History of the Opium Wars and Empire Tea
Tea was a very lucrative export to Britain for China. British tea consumption kept growing, and China didn’t need a single British export…expect opium.
Even though opium was an illegal import in China, by 1800, the British became a larger exporter of opium to China.
The British East India Company grew opium, sold it through merchants in Calcutta to China for silver, and then purchased tea from China with the same silver.
The illegal opium trade continued until 1839, when a Chinese official, Lin Zexu, destroyed 20,000 chests of opium. A year later, Britain declared war on China, and China placed an embargo on all exports of tea.
Fortune had it that the British East India Company had recently established tea plantations in Northern India, and had just started shipping tea to London in 1838. The Indian tea industry was poised for profit! By 1901, British imports of tea from Indian and Ceylon would be greater than those from China.
History of Lipton Tea
Thomas Lipton visited Ceylon (modern day Sri Lanka) in the 1870s. He was only 40 and already a millionaire with grocery stores all over Britain. He realized he could make a large profit by producing his own tea and selling it directly to the British public in his own grocery stores, thus cutting out the middle man.
History of Tea in North America
Tea arrived in North America with colonists.
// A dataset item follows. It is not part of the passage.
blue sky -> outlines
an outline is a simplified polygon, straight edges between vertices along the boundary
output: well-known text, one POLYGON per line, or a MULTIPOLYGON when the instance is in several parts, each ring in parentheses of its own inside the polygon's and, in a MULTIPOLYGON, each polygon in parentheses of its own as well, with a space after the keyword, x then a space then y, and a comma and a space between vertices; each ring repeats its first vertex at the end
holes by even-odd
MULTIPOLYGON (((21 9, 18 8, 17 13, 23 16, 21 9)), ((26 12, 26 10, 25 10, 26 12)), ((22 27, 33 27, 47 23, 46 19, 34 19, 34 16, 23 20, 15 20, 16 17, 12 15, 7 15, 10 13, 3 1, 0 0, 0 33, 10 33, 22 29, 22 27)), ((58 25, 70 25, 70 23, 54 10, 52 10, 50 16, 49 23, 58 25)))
The same rules of etiquette applied as in Europe, and it was equally enjoyed by all classes.
The Boston Tea Party ended the American love of tea. An Act of Parliament in 1767 placed a tax on tea. Because the only tea that could be legally imported into the colonies was from the British East India Company, there was no way to avoid paying the tax.
Within two years, most American ports were refusing to allow the goods ashore. When Britain sent seven shiploads of tea from London, problems erupted. Demonstrations occurred in New York and Philadelphia, forcing the ships to turn back. Customs officials in Charleston seized the cargo. In Boston, men disguised as Native Americans boarded the Darmouth and threw 340 tea chests overboard. The British government closed Boston harbor and sent troops.
The War of Independence and the American love of coffee began.
History of Iced Tea
It’s widely believed that iced tea is an American drink made by an Englishman.
The story tells that iced tea was first made in 1904 at the St. Louis World’s Fair. Tea merchants from around the world offered samples of freshly brewed tea for tasting. Richard Blechnyden, and Englishman from Calcutta, was there, representing the India and Ceylon Teas.
St. Louis was hot that summer. No one wanted to drink hot tea. They wanted something cold. Blechnyden came up with the brilliant idea of filling glasses with ice, and pouring tea on top. A new drink began – Iced Tea!
However, a recipe for iced tea was published in 1877, in Housekeeping in Old Virginia by Marion Cabell Tyree.
Marion Cabell Tyree was teaching people how to make iced tea long before Richard Blechnyden made it popular at the St. Louis World’s Fair.
Today, roughly half the tea drank is iced tea.